# subs needed in St. Paul/Minneapolis area



## toast (Nov 18, 2007)

Help needed in Kandyohi, Meeker, Wright, McLeod, Carver, Sibley, Nicollet, Le Sueur, and Scott counties. Lots of work was just dumped on us, literally. PM for more details.


----------



## Reliable Snow and Ice (Dec 22, 2009)

you guys got that much up there huh..... too bad i'm in chi town


----------



## erkoehler (Sep 25, 2008)

I'm 6 hours away, what's it worth for me to drive up? 

630-533-2760


----------



## toast (Nov 18, 2007)

Not going to be worth your time. We have all but about 120 accounts covered..


----------



## Reliable Snow and Ice (Dec 22, 2009)

erkoehler;1114454 said:


> I'm 6 hours away, what's it worth for me to drive up?
> 
> 630-533-2760


well if you go i'll go with ya..... let me know i'd like to know money


----------



## erkoehler (Sep 25, 2008)

toast;1114456 said:


> Not going to be worth your time. We have all but about 120 accounts covered..

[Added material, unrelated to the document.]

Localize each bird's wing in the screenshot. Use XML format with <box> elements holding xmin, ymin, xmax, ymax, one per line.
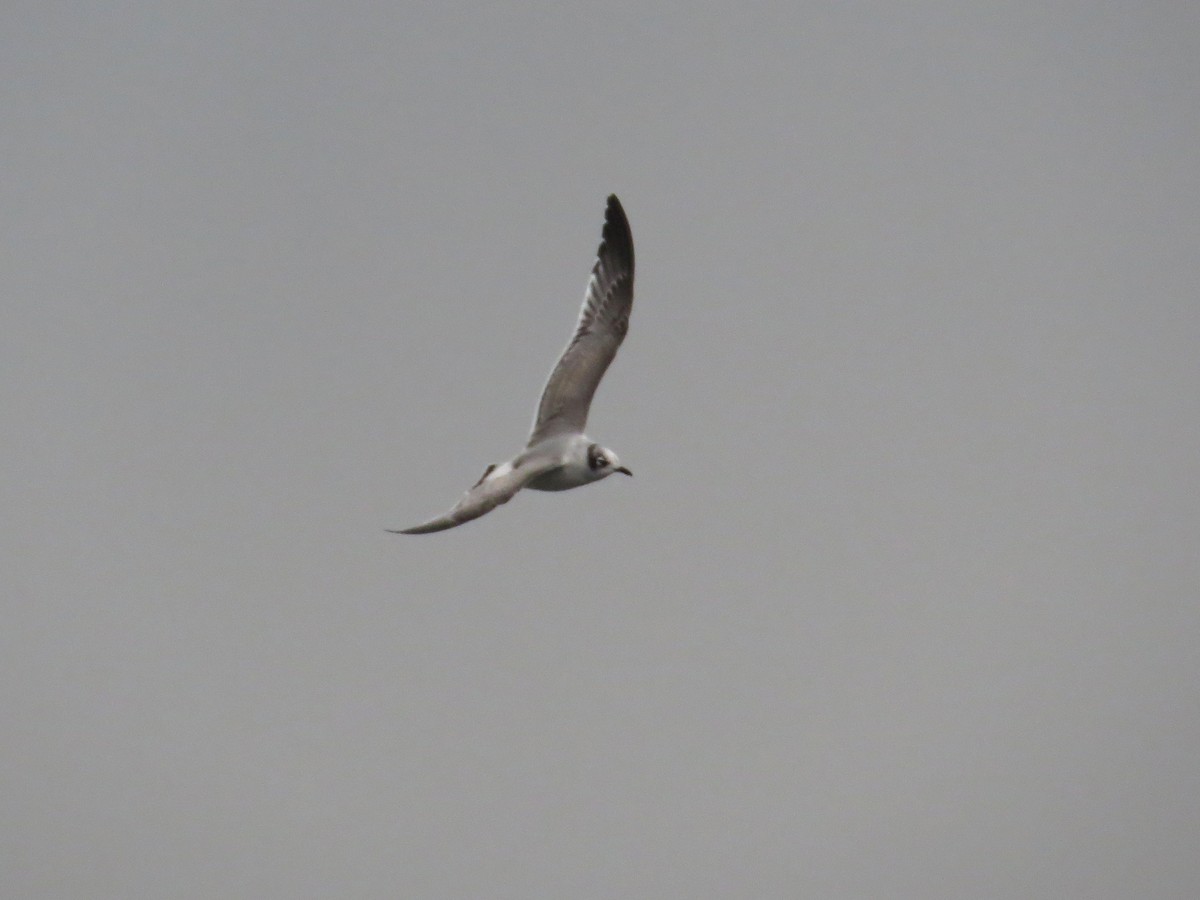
<box><xmin>387</xmin><ymin>456</ymin><xmax>559</xmax><ymax>535</ymax></box>
<box><xmin>528</xmin><ymin>194</ymin><xmax>634</xmax><ymax>446</ymax></box>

120 accounts not covered? How big are they?


----------



## toast (Nov 18, 2007)

Whats left are foreclosure's we just picked up. I haven't seen any of them myself.


----------



## erkoehler (Sep 25, 2008)

Driveways?


----------



## Reliable Snow and Ice (Dec 22, 2009)

erkoehler;1114471 said:


> Driveways?


I'll bet yes


----------



## erkoehler (Sep 25, 2008)

Sent a PM.


----------



## AiRhed (Dec 27, 2007)

toast whats up! It's AiRhed from MN-Jeep. Didn't know you were on here.

I'm located In St Cloud. Anything in or near Wright county etc would be a possibility for me.


----------



## toast (Nov 18, 2007)

Thanks for the interest everyone, we got them all covered.


----------